IMPHAL, Nov 2: The five-day long ‘Festival of Hope, Justice and Peace’ celebrating the indefatigable spirit of Irom Chanu Sharmila, kicked off today at Jawaharlal Nehru Manipuri Dance Academy, Imphal.
The festival is being organized by Just Peace Foundation to commemorate the completion of 10 years of Sharmila’s struggle for the repeal of Armed Forces Special Powers Act (AFSPA), 1958 which began after the Malom massacre where ten civilians were gunned down by the personnel of Assam Rifles on November 2, 2000.
The festival was inaugurated by Harsh Mander, Commissioner of Right to Food, Government of India.
Speaking at the occasion, Harsh Mander stated that Irom Chanu Sharmila’s decade long struggle for the repeal of AFSPA has been very extra-ordinary as it is totally based on the principle of non-violence which is hard to find elsewhere in the present world.
He said Sharmila’s epic fast is the symbol of hope, justice and peace which everyone yearns in today’s trouble-torn society full of brutality and injustice.
Dwelling on the present law and order situation of the state, Harsh asserted that Manipur is a part of India and not a colony of India. The promises of the Constitution have been compromised in the state and men in uniform always try to suppress the people under certain draconian laws of the country such as AFSPA.
The extra-judicial killing of innocent people in so called ‘fake-encounters’ has become the order of the day in Manipur. The naked fury in front of the Western Kangla Gate and other stern agitations portray the true scenario in Manipur where there is gross violation of human rights committed by both state and non-state actors, he noted.
Harsh also said that hope, justice and peace are the important elements of a society without which the whole social setup would disintegrate. In the society there can be no peace without justice and vice-versa. People need to stress on building a just and humane society, he averred.
The Commissioner of Right to Food, Harsh Mander also inaugurated a painting exhibition which showcased a rich collection of masterpieces of local artists dedicated to Irom Chanu Sharmila and her struggle for the repeal of Armed Forces Special Powers Acts, 1958.
The inaugural function of the festival was also marked by the presentation of valley folk song and hill folk music dedicated to Sharmila by eminent folk minstrel Naorem Ganga Tombi and Tangkhul folk artiste Guru Rewben Mashangba respectively.
A play titled ‘Meira Paibi’ based on the life and struggle of Sharmila was also staged at the inaugural function by Civic Chandran’s team from Kerala.
Various international human rights organizations have also extended their solidarity to Sharmila’s decade long struggle on the occasion of the inaugural function of the ‘Festival of Hope, Peace and Justice’.

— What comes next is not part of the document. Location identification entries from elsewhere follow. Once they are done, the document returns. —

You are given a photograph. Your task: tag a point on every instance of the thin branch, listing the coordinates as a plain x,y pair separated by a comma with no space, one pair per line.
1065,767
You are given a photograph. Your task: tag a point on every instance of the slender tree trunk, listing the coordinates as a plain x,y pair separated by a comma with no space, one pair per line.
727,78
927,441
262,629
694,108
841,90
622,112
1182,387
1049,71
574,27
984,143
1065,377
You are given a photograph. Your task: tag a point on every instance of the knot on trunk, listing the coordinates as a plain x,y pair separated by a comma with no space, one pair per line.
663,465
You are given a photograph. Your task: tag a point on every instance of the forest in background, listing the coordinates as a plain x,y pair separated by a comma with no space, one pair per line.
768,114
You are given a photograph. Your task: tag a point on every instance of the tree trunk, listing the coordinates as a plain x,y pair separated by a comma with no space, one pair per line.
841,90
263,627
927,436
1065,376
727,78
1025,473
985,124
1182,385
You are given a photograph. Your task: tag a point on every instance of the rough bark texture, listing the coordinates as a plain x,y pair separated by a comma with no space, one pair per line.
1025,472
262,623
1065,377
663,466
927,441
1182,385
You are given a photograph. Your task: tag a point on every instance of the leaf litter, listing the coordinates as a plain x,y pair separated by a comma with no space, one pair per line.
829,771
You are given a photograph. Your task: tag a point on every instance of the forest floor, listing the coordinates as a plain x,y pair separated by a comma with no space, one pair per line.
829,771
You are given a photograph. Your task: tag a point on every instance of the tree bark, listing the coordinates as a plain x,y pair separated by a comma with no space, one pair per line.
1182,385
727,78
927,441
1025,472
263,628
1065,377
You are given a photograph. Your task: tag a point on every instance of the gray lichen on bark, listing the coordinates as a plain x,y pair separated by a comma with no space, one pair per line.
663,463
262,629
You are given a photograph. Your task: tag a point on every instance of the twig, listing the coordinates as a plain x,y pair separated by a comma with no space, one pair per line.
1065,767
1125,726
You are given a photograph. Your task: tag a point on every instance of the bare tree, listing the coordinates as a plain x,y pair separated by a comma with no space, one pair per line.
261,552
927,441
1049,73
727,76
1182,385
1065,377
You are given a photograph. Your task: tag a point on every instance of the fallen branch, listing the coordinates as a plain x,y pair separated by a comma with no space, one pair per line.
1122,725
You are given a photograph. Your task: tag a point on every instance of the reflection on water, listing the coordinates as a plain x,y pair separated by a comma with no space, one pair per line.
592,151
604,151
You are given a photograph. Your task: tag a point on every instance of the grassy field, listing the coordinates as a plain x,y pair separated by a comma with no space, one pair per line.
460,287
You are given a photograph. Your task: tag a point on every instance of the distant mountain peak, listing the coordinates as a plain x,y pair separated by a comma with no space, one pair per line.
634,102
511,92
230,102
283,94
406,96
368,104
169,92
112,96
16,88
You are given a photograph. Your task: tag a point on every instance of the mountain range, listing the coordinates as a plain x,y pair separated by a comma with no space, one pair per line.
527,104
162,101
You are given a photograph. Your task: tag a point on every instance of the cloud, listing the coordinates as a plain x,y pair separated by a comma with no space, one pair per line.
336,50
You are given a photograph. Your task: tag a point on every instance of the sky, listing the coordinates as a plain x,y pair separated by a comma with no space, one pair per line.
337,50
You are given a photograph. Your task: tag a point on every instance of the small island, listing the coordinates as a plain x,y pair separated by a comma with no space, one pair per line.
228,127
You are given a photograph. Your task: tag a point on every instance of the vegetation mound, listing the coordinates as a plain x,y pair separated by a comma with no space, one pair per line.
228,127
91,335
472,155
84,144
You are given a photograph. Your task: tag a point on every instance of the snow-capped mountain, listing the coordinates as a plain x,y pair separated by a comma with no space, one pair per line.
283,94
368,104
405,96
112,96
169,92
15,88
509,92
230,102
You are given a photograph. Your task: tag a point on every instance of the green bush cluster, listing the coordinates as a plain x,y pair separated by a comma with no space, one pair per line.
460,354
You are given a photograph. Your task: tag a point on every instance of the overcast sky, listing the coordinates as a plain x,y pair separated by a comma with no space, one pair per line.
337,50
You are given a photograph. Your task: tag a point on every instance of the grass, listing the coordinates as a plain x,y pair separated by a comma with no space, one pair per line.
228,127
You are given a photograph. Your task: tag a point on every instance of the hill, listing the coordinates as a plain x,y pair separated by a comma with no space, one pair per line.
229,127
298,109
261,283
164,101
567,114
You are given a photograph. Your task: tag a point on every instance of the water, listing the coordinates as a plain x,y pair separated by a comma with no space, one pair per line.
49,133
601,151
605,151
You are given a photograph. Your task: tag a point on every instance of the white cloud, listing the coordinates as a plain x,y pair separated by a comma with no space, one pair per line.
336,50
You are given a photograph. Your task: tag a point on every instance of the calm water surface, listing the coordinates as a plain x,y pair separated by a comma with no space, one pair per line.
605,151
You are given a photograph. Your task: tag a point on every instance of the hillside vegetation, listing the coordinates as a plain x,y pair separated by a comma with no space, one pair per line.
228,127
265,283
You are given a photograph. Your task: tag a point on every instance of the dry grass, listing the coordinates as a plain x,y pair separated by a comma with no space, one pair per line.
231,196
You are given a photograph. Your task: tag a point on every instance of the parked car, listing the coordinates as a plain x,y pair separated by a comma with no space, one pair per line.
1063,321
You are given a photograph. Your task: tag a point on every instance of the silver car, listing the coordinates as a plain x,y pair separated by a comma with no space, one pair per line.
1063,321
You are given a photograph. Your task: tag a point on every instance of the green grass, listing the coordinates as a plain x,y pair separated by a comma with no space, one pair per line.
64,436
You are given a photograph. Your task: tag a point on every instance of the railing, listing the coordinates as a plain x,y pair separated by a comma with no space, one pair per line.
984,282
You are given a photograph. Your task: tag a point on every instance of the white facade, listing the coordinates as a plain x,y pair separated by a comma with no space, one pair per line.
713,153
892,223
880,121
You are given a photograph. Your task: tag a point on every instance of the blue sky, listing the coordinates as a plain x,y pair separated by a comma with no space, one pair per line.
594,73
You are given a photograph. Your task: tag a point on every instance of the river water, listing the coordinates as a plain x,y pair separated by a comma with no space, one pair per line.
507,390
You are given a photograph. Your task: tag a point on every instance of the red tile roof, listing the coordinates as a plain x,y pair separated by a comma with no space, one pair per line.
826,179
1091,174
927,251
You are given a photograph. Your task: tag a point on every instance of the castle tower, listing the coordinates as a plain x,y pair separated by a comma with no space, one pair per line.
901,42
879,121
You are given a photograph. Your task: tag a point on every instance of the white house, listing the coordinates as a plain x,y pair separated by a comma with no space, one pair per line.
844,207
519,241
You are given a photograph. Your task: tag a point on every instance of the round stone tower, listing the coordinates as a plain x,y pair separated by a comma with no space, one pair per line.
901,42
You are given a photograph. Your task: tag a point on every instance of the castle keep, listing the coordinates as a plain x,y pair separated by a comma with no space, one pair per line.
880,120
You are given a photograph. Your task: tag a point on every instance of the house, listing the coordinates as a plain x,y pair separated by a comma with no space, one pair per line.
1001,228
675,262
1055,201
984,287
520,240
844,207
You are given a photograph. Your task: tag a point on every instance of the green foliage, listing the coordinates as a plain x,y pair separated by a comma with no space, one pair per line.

The Bangkok-based Asian Forum for Human Rights and Development (Forum-Asia), in its statement, said that AFSPA must be repealed and the ten years’ hunger strike of Irom Sharmila must end now.
Justice H Suresh, in his statement, maintained that the government is unmindful of Sharmila’s satyagraha for all these years. What difference is there, between a government that keeps Sui Kyi under house arrest for several decades, and a government that ignores Sharmila’s hunger strike for a decade?
The Berlin-based ‘Frontline’ would also webcast a special story on Sharmila’s struggle for the repeal of AFSPA on the occasion of commemorating the completion of ten years’ epic fast.